The Washington Post cited an unreliable Fox News poll to claim that public support for the Keystone XL pipeline "has reached a new high," uncritically repeating the falsehood that the pipeline would lower gasoline prices.
In a survey conducted in late February, Fox News asked respondents whether they support Keystone XL, stating:
Supporters of the pipeline say it would bring needed oil to the U.S., lowering gasoline costs and creating jobs. Opponents of the pipeline have environmental concerns, including the risk of a spill, and also say the pipeline would increase American dependence on oil.
In fact, many supporters of the project -- including the economist hired by TransCanada to assess its economic benefits -- have admitted that the pipeline would have no meaningful impact on gasoline prices.
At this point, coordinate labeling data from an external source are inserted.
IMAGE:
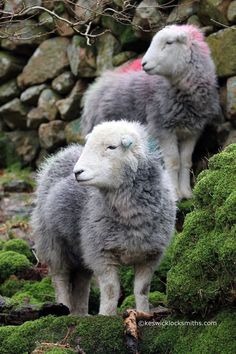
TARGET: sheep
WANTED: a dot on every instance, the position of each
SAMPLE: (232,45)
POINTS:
(176,95)
(108,204)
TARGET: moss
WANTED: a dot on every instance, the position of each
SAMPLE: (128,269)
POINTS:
(176,336)
(11,263)
(98,334)
(19,246)
(155,298)
(31,292)
(102,334)
(11,286)
(202,274)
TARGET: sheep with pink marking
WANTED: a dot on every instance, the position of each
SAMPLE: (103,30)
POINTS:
(176,95)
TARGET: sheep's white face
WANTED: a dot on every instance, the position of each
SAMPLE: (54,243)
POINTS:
(109,148)
(169,53)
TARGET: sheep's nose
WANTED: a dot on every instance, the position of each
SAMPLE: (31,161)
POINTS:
(78,173)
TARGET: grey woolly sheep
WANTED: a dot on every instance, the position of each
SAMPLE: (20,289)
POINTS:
(177,98)
(107,204)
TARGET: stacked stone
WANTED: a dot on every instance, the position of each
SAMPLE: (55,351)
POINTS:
(46,68)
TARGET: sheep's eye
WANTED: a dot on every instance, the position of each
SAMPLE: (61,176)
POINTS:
(111,147)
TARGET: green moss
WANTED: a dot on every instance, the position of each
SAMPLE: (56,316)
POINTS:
(11,286)
(98,334)
(105,335)
(202,274)
(176,336)
(155,298)
(11,263)
(19,246)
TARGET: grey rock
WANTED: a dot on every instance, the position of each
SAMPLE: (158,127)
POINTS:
(213,10)
(15,6)
(46,20)
(231,13)
(223,49)
(23,33)
(82,58)
(52,135)
(148,17)
(182,11)
(8,91)
(47,62)
(63,83)
(87,9)
(107,47)
(46,110)
(36,117)
(30,96)
(9,65)
(14,114)
(73,132)
(47,101)
(69,107)
(123,57)
(26,144)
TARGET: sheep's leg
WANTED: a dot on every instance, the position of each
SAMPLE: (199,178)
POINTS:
(109,289)
(169,146)
(62,285)
(142,280)
(80,293)
(186,150)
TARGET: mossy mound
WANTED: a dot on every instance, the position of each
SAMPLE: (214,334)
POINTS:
(12,263)
(20,246)
(155,299)
(180,335)
(202,277)
(32,292)
(105,335)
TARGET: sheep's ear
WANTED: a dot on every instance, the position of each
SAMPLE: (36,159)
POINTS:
(126,141)
(182,38)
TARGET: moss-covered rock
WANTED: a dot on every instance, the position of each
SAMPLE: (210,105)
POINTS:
(202,276)
(180,335)
(12,263)
(155,299)
(20,246)
(105,335)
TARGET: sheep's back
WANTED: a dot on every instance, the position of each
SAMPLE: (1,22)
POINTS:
(55,218)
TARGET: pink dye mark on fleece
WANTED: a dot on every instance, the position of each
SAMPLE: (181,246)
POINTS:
(195,35)
(134,65)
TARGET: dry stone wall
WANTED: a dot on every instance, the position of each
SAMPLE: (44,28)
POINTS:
(46,68)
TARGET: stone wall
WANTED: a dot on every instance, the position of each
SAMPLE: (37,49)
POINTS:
(45,67)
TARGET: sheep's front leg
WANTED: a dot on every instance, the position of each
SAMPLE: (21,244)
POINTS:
(62,285)
(80,293)
(109,290)
(142,280)
(186,150)
(169,146)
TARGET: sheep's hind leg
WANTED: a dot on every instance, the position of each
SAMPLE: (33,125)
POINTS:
(169,146)
(62,285)
(142,281)
(110,290)
(80,293)
(186,150)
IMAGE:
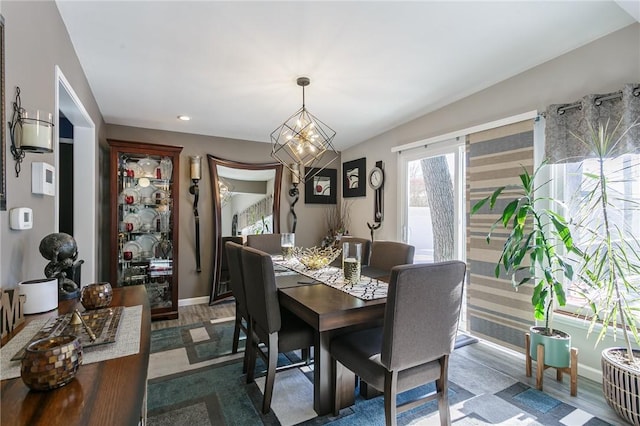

Energy experts across the political spectrum agree that because oil prices are set on the world market, the impact of the pipeline would be "miniscule," and that the best way to reduce our vulnerability to gas price spikes is to decrease our dependence on oil.
Even the Washington Post's own fact-checker has said it is "a step too far" to assert that Keystone XL would impact gas prices.
But that didn't stop the Post from promoting the poll results and uncritically repeating Fox's claims about the benefits of the pipeline:
[P]roponents say the project would create thousands of jobs and lower gasoline prices in the United States.
The Post noted that President Obama's stated intentions to act on climate change "could have implications for the Keystone XL project," but it failed to mention that the Fox News poll question omitted climate concerns, which have been a driving force behind public opposition to the project.
Perhaps due to this unbalanced explanation of the arguments for and against the pipeline, a February 2012 Fox News poll found higher support for Keystone XL than other polls, at 67 percent. While the Post stated that support for Keystone XL has hit a "new high" at 70 percent, it did not mention that the latest numbers are within the margin of error of last year's poll.